Prisoners were required to do manual labor in very difficult work environments or face solitary confinement or other disciplinary action. It was not uncommon for inmates to be seriously injured, losing fingers or limbs, after working long hours in brutal and dangerous conditions.

  For years, Angola—a slave plantation before the end of the Civil War—forced inmates to work in the fields picking cotton. Prisoners who refused would receive “write-ups” that went into their files and face months of solitary confinement. The horrible conditions of confinement and their constantly being told that they would die in prison no matter how well they behaved meant that most of our clients had long lists of disciplinaries.
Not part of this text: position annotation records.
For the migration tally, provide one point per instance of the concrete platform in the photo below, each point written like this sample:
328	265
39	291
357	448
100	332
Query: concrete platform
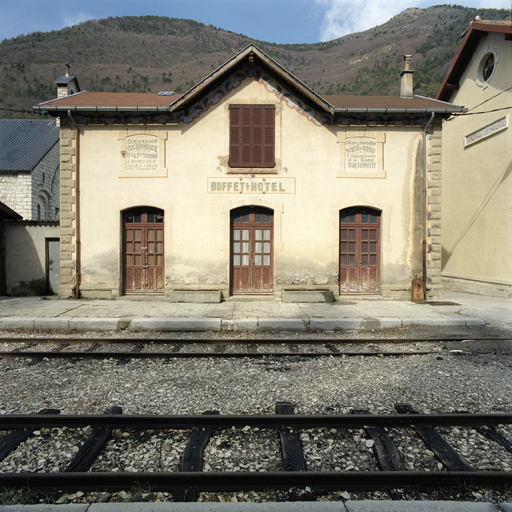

At the resentencing hearings we were preparing, state lawyers were using these prior disciplinaries to argue against favorable new sentences.

  Remarkably, several former juvenile lifers had developed outstanding institutional histories with very few disciplinaries, even though they did their time with no hope of ever being released or having their institutional history reviewed. Some became trustees, mentors, and advocates against violence among inmates. Others had become law librarians, journalists, and gardeners. Angola evolved over time to have some excellent programs for incarcerated people who stayed out of trouble, and many of our clients took full advantage.

  We decided to prioritize resentencing hearings in Louisiana for the “old-timers,” juvenile lifers who had been there for decades. Joshua Carter and Robert Caston were the first two cases we decided to litigate. In 1963, when he was sixteen, Joshua Carter was accused of a rape in New Orleans and quickly given the death penalty. A condemned black child awaiting execution in those days had little reason to hope for relief. But to coerce a confession from him, police officers had beaten Joshua so brutally that even in 1965 the Louisiana Supreme Court felt the need to overturn his conviction. Mr. Carter was resentenced to life imprisonment without parole and sent to Angola. After struggling for years, he became a model prisoner and trustee. In the 1990s, he developed glaucoma and didn’t get the medical care he needed, and he soon lost his sight in both eyes. We tried to persuade New Orleans prosecutors that Mr. Carter, blind and in his sixties, should be released after nearly fifty years in prison.